MetroMediaNews.co – Aktivitas bongkar muat barang perusahaan penampungan tembaga yang berlokasi di Jalan Al Basiah RT 12/07 dan RT 13/07 Kelurahan Tegal Alur, Kecamatan Kalideres Jakarta Barat, dikeluhkan warga maupun pengguna jalan lainnya.
Pasalnya, perusahaan penampungan tembaga yang diduga tidak memiliki ijin itu, saat melakukan bongkar muat barang menggunakan forklift kerap mengganggu arus lalu lintas sehingga terjadi kemacetan setiap harinya.
Fajar Herwindo Koto SH Aktifis Muda Jakarta menuturkan, bahwa kondisi di Jalan Al Basiah tepatnya didepan perusahaan penampungan tembaga setiap hari terjadi kemacetan dan tentunya hal ini mengganggu ketertiban umum.
“Jangan seenaknya melakukan aktifitas untuk kepentingan perusahaan namun merugikan orang lain.
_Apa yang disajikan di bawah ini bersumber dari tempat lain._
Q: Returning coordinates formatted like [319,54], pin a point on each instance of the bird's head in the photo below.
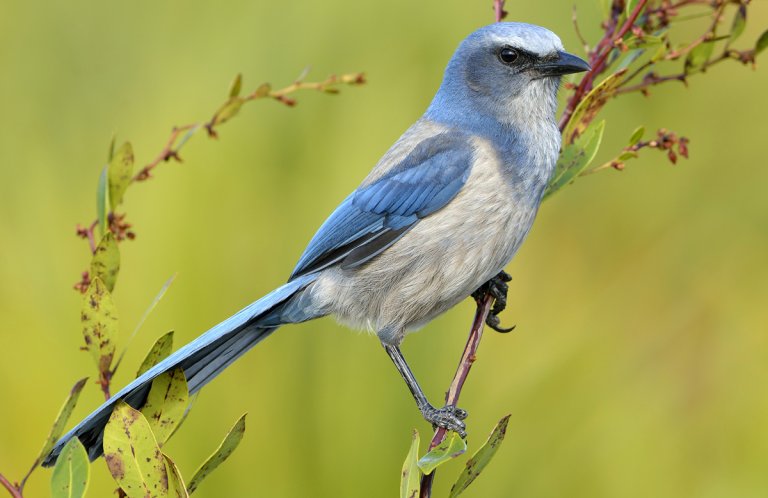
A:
[508,71]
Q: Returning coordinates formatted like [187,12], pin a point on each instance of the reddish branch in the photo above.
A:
[598,59]
[498,10]
[468,357]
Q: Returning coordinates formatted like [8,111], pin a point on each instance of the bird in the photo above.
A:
[441,214]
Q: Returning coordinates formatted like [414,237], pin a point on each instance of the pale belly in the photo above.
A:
[438,263]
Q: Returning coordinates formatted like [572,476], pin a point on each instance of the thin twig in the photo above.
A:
[498,10]
[597,61]
[15,493]
[575,20]
[468,357]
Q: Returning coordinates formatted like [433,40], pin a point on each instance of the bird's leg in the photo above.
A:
[497,287]
[448,417]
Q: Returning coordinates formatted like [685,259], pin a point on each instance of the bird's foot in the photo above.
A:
[448,417]
[496,287]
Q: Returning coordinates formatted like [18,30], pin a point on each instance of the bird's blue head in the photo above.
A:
[507,72]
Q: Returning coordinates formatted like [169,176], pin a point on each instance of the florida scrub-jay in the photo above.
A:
[441,213]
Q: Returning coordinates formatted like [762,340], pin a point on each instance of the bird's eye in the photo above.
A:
[508,55]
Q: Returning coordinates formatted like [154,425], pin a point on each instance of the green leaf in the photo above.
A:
[111,152]
[225,449]
[699,56]
[237,84]
[100,327]
[166,403]
[132,454]
[229,110]
[660,53]
[451,447]
[630,57]
[144,316]
[481,459]
[70,475]
[762,42]
[101,200]
[410,481]
[61,419]
[120,174]
[631,4]
[158,352]
[590,105]
[739,23]
[575,158]
[176,486]
[636,136]
[191,403]
[105,262]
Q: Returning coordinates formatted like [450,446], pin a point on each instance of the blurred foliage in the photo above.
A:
[654,311]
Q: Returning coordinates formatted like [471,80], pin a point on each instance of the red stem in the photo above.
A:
[498,10]
[597,61]
[468,357]
[15,493]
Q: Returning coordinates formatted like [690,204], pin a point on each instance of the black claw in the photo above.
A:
[496,287]
[448,417]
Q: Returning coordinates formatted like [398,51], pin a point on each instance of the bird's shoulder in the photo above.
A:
[419,175]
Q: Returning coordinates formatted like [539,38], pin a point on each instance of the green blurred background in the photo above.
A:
[640,360]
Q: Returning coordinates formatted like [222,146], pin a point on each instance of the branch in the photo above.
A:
[15,493]
[176,140]
[468,357]
[498,10]
[597,60]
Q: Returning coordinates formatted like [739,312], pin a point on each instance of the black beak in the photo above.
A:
[564,64]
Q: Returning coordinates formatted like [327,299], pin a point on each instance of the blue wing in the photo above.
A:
[378,213]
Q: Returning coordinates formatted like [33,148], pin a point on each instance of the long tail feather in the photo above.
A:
[202,360]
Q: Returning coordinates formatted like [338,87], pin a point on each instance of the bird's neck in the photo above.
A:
[523,129]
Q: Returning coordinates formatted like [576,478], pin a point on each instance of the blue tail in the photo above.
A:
[202,359]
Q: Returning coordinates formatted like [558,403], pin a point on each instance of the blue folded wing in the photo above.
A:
[378,213]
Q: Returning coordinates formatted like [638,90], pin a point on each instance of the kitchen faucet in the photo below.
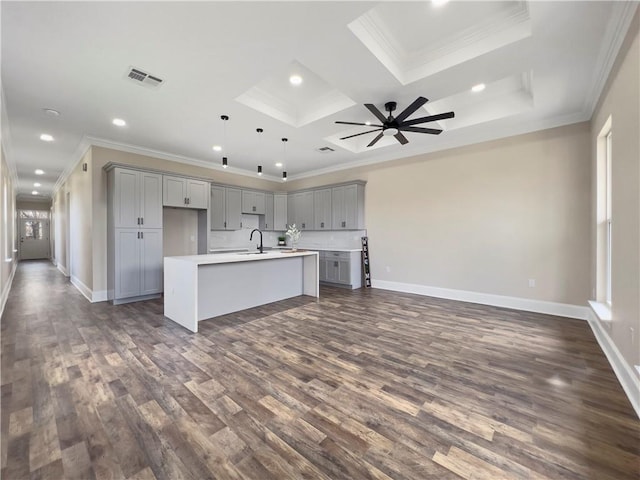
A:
[251,238]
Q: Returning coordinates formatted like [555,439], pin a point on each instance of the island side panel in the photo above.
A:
[230,287]
[311,272]
[181,292]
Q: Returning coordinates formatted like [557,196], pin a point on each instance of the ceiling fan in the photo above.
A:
[395,126]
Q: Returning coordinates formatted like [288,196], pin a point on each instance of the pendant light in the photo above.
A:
[224,118]
[284,159]
[259,130]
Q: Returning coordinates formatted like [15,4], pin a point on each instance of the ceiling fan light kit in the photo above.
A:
[394,126]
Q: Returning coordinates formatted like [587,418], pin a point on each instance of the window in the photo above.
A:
[608,218]
[604,215]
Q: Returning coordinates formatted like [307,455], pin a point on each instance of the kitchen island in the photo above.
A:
[199,287]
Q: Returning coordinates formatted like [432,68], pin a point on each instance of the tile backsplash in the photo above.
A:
[308,239]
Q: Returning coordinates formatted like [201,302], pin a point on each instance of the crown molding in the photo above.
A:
[617,30]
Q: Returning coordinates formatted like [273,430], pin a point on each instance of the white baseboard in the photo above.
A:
[526,304]
[86,291]
[99,296]
[626,376]
[7,287]
[93,297]
[64,271]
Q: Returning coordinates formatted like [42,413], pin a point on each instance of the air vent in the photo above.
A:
[143,78]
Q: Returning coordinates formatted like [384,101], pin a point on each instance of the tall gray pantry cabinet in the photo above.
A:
[134,234]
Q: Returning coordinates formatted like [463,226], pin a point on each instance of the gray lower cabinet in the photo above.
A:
[341,268]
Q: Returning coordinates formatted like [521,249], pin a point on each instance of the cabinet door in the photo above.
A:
[279,212]
[174,193]
[150,261]
[126,212]
[248,201]
[218,209]
[322,270]
[344,272]
[127,260]
[267,223]
[197,193]
[260,200]
[338,215]
[151,200]
[306,210]
[233,209]
[322,209]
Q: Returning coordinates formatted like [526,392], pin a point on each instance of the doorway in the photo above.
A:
[34,234]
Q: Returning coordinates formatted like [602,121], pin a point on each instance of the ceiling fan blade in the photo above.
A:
[430,118]
[373,142]
[362,133]
[379,115]
[355,123]
[433,131]
[417,103]
[401,138]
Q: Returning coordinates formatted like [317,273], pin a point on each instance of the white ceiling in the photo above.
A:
[544,64]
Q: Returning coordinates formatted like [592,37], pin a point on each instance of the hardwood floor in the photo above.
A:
[364,384]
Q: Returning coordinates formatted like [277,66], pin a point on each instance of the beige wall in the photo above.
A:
[621,101]
[8,258]
[484,218]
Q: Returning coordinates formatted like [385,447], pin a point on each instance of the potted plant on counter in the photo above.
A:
[294,235]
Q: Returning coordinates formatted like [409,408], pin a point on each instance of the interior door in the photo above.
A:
[34,238]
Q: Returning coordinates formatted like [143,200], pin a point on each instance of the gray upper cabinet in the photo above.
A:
[266,221]
[347,207]
[185,192]
[279,211]
[233,209]
[300,210]
[322,209]
[226,205]
[253,202]
[137,199]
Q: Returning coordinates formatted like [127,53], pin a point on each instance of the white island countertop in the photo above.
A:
[201,287]
[246,256]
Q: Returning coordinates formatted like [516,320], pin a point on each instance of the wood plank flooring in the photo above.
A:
[363,384]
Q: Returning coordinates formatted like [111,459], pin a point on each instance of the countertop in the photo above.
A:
[209,259]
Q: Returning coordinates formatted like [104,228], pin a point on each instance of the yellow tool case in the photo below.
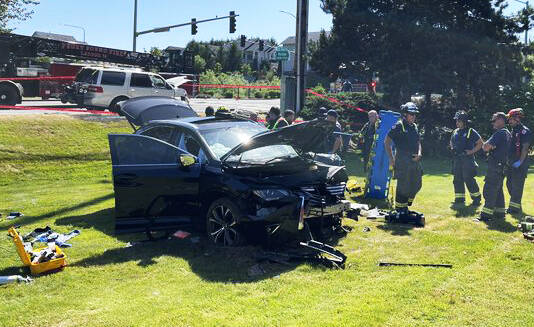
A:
[37,268]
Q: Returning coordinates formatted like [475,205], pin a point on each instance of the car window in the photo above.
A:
[87,75]
[140,80]
[141,150]
[191,145]
[222,140]
[158,81]
[113,78]
[188,143]
[264,154]
[163,133]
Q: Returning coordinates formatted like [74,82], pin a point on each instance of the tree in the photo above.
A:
[199,64]
[246,69]
[463,50]
[15,10]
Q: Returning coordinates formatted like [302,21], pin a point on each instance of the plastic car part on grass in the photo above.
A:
[378,180]
[406,217]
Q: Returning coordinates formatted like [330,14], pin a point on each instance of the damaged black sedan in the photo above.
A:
[229,176]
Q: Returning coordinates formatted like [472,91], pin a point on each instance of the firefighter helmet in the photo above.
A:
[409,108]
[516,113]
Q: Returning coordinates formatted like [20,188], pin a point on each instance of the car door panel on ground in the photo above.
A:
[113,84]
[161,87]
[151,186]
[140,85]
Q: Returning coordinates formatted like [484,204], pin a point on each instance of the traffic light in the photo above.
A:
[193,26]
[232,21]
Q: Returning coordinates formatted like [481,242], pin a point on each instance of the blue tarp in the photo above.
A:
[377,186]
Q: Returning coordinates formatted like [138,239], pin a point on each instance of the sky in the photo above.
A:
[109,23]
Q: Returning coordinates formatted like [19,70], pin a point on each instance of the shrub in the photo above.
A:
[273,94]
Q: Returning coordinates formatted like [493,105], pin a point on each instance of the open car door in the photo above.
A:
[154,188]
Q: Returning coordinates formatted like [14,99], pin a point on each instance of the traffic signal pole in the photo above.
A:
[300,53]
[168,28]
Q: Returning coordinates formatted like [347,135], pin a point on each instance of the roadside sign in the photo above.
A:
[282,54]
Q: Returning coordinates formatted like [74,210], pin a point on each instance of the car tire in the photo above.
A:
[113,107]
[222,223]
[8,95]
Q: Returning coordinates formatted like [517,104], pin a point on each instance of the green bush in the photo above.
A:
[273,94]
[350,118]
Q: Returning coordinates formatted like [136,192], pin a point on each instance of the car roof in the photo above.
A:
[201,123]
[120,69]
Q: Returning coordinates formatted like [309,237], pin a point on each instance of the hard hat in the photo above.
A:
[410,108]
[516,113]
[461,115]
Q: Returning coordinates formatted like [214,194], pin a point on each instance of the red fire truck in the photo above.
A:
[22,75]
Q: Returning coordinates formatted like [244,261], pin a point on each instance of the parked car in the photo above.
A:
[99,87]
[229,176]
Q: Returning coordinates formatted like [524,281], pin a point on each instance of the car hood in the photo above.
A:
[141,110]
[304,137]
Maka dari itu, Satuan Polisi Pamong Praja dan Dinas Perhubungan harus melakukan penertiban parkir bongkar muat barang yang tidak pada tempatnya,” tegas Fajar kepada MetroMediaNews.co, Minggu (14/6/2020).
Ia menjelaskan, Jalan Al Basiah tidak memiliki bahu jalan sehinga bongkar muat barang pun harus dilakukan di badan jalan, dan itu lah penyebab terjadinya kemacetan. Hal itu sesuai dengan Undang Undang Nomor 22 Tahun 2009 Tentang Lalu Lintas Angkutan Jalan dan Perda Nomor 8 Tahun 2014 Tentang Ketertiban Umum.
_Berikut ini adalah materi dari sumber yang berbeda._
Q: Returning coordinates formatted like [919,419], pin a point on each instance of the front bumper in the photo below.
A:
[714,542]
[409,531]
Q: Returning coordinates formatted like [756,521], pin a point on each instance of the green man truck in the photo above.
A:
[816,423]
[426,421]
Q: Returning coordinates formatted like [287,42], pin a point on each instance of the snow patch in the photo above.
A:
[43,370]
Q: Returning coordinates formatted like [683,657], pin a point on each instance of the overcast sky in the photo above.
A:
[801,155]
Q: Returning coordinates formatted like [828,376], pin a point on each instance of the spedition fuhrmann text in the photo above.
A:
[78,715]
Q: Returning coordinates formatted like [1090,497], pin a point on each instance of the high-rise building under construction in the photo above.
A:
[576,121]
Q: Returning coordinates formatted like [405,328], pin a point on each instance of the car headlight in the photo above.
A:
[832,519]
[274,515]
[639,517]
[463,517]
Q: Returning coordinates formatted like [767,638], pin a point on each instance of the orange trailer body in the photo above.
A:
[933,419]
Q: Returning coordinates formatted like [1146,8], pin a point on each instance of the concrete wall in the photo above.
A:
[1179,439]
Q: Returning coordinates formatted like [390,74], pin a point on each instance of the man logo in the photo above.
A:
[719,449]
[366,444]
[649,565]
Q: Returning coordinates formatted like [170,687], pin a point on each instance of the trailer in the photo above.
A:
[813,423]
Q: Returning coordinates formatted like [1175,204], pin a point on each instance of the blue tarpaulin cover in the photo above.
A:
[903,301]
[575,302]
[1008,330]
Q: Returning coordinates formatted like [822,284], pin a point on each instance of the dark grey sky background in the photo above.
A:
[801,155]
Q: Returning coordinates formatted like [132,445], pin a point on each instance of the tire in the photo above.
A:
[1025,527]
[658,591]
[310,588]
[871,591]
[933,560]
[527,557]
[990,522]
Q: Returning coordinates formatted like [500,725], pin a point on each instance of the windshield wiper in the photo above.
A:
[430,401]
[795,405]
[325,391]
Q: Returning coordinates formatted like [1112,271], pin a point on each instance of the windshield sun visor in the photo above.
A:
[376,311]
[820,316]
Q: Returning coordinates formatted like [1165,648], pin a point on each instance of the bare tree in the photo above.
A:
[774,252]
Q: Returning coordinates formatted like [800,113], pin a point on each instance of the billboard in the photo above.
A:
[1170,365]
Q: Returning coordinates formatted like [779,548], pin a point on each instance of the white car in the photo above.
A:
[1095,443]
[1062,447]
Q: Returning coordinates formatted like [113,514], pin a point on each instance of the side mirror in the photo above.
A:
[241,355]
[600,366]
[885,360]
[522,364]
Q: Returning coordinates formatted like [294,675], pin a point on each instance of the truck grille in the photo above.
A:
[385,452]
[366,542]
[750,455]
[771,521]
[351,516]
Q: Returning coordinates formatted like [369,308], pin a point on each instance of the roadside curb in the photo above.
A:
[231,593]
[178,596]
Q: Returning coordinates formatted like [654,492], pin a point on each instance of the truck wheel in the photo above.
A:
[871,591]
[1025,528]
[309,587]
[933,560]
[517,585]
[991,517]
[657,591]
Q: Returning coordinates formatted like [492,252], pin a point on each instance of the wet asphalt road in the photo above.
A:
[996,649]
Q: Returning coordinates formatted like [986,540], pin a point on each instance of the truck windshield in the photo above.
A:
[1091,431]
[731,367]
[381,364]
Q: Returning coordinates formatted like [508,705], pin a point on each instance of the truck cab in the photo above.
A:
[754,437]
Ironisnya, lanjut Fajar, di ketahui bahwa keberadaan perusahaan penampungan tembaga itu tidak sesuai dengan aturan atau zona yang telah dibuat oleh pemerintah, sebagaimana telah diatur dalam Perda Nomor 01 Tahun 2014 Tentang Rencana Detail Tata Ruang dan Peraturan Zonasi.
“Sudah jelas melanggar dan tidak sesuai dengan zonasi, ya harus ditutup perusahaan itu. Tidak peduli siapapun dibelakang pemilik perusahaan itu maupun Ketua RT setempat yang diduga membeckingi perusahaan tersebut, pemerintah harus menegakkan aturan sebagaimana mestinya,” tandasnya.